To Issue 145

Citation: Parry M, “Considerations when Switching from Current pMDI Propellants to New Lower-GWP Propellants”. ONdrugDelivery, Issue 145 (Apr 2023), pp 6–9.

Mark Parry discusses the considerations that need to be made when switching from current pressurised metered dose inhaler propellants to new alternatives with lower global warming potential, including formulation, regulatory and analytical standpoints.

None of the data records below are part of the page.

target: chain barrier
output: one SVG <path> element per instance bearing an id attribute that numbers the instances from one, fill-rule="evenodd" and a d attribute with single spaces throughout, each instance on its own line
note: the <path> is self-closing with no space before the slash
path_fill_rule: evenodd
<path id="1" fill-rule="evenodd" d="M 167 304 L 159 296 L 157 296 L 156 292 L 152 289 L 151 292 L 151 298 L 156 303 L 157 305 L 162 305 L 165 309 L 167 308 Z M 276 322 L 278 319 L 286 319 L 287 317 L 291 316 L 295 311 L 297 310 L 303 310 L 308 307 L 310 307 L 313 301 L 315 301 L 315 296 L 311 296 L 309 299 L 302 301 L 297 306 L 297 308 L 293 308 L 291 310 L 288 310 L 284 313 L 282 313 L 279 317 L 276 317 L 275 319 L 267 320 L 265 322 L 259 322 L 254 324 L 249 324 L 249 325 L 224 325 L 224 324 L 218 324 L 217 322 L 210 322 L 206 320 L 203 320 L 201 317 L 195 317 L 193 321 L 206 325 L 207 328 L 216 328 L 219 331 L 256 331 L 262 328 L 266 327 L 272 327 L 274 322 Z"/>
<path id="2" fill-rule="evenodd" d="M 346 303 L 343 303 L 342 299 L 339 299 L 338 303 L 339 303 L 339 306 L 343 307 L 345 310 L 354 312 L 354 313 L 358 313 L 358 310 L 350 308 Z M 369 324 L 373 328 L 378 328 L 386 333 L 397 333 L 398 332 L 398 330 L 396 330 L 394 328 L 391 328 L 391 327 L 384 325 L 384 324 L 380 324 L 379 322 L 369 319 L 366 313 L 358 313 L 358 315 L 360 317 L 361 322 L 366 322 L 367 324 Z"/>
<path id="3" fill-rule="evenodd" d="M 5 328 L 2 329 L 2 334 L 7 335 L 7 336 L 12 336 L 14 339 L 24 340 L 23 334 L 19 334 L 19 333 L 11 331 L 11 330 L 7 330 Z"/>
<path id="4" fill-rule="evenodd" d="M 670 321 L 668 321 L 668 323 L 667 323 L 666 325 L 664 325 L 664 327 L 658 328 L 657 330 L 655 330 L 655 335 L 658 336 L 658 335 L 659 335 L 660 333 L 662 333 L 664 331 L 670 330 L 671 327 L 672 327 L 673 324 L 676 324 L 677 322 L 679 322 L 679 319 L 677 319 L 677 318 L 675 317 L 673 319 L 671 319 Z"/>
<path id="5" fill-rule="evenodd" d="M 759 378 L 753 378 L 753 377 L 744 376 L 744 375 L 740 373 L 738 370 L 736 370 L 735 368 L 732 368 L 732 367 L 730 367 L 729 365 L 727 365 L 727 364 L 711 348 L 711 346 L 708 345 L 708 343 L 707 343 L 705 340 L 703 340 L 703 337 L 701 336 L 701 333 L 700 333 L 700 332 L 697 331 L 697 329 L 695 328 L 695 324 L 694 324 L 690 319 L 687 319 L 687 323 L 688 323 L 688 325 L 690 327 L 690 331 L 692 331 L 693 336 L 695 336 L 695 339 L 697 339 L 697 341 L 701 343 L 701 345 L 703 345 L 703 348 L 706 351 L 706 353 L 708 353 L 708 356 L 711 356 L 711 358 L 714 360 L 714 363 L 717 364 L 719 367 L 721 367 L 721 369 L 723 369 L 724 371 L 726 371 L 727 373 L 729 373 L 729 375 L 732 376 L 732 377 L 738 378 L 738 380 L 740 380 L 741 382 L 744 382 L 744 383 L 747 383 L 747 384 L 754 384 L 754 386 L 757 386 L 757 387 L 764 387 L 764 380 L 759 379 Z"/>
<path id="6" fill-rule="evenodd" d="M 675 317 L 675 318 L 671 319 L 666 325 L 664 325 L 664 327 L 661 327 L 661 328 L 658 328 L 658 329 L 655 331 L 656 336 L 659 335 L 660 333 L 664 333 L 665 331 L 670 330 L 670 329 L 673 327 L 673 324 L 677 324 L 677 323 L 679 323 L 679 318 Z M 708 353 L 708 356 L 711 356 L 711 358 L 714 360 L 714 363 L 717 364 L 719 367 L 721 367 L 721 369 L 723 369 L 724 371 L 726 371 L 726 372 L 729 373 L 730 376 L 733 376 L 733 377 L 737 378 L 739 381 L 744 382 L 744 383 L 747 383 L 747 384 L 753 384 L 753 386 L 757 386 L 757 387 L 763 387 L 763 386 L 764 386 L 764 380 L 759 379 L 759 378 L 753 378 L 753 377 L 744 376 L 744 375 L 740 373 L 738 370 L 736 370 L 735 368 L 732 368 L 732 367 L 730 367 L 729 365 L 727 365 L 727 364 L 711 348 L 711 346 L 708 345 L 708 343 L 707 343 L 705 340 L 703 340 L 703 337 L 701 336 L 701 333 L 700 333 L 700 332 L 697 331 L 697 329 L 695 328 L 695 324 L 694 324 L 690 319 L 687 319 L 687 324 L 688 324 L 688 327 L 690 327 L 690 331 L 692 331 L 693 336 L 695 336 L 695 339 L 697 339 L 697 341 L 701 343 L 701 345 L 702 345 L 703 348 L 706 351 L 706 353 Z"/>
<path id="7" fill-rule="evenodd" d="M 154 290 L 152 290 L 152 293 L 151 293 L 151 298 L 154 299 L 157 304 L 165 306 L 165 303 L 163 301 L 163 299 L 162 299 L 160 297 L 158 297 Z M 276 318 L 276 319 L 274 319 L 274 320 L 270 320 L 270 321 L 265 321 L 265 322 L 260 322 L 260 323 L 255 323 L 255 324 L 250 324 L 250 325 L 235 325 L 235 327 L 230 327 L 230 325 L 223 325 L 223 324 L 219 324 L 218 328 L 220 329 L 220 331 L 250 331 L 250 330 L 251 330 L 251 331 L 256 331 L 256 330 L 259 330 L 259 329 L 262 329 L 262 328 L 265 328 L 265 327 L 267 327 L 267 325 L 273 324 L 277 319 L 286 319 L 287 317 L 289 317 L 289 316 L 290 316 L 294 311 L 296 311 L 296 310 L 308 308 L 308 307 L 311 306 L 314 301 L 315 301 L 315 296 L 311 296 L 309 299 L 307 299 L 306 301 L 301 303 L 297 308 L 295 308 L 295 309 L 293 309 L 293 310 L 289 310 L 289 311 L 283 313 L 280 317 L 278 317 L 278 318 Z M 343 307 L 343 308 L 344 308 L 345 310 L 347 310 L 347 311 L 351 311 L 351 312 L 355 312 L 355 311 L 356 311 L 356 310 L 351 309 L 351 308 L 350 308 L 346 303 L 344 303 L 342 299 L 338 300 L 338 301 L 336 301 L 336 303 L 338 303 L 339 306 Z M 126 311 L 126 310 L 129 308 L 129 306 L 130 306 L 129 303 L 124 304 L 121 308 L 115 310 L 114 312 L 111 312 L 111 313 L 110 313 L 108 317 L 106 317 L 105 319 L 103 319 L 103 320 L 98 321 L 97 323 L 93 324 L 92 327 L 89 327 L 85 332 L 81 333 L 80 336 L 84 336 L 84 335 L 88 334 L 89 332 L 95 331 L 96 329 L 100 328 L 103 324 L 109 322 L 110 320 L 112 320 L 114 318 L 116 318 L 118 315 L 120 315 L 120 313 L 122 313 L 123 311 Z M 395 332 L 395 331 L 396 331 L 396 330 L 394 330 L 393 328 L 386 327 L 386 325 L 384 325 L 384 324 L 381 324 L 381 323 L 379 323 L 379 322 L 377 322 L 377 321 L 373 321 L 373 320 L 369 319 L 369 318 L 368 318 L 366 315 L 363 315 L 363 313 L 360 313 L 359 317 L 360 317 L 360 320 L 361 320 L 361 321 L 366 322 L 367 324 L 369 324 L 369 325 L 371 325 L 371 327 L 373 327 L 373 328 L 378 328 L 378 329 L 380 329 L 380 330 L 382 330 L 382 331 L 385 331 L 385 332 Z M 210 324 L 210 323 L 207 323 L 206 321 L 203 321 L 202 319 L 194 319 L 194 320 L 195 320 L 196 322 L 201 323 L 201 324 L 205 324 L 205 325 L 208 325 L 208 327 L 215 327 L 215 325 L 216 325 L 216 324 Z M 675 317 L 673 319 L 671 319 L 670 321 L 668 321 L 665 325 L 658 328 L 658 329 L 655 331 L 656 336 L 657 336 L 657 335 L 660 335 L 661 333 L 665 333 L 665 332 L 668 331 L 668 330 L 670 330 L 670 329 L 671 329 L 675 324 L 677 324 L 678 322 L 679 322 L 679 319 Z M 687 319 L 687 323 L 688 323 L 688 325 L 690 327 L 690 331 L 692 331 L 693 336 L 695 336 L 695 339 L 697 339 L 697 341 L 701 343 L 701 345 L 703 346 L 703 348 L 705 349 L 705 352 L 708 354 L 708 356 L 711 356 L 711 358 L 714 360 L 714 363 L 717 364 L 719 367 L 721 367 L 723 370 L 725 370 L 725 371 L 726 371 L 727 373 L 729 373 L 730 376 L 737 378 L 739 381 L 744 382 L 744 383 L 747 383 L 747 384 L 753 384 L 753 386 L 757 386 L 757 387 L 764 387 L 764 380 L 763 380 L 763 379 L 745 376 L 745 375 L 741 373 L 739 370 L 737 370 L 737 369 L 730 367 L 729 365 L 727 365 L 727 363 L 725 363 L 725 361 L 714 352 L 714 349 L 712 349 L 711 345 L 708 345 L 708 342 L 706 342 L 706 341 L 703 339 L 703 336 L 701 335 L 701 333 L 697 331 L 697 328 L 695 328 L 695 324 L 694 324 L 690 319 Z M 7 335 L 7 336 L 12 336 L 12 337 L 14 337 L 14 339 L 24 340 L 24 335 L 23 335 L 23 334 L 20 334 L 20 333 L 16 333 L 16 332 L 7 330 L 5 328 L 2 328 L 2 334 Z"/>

As climate change continues to drive political and legislative action, many organisations are striving to achieve net zero greenhouse gas emissions. For manufacturers of inhaled medicines, this means exploring more sustainable inhaler propellants. Switching from current pressurised metered dose inhaler (pMDI) propellants to new propellants with lower global warming potential (GWP) could help to reduce the carbon footprint of pMDI-delivered medicines significantly.

“pMDIs represent a significant portion of carbon emissions in the medical sector, with an estimated 3.1% of emissions being due to these products, according to the UK NHS.”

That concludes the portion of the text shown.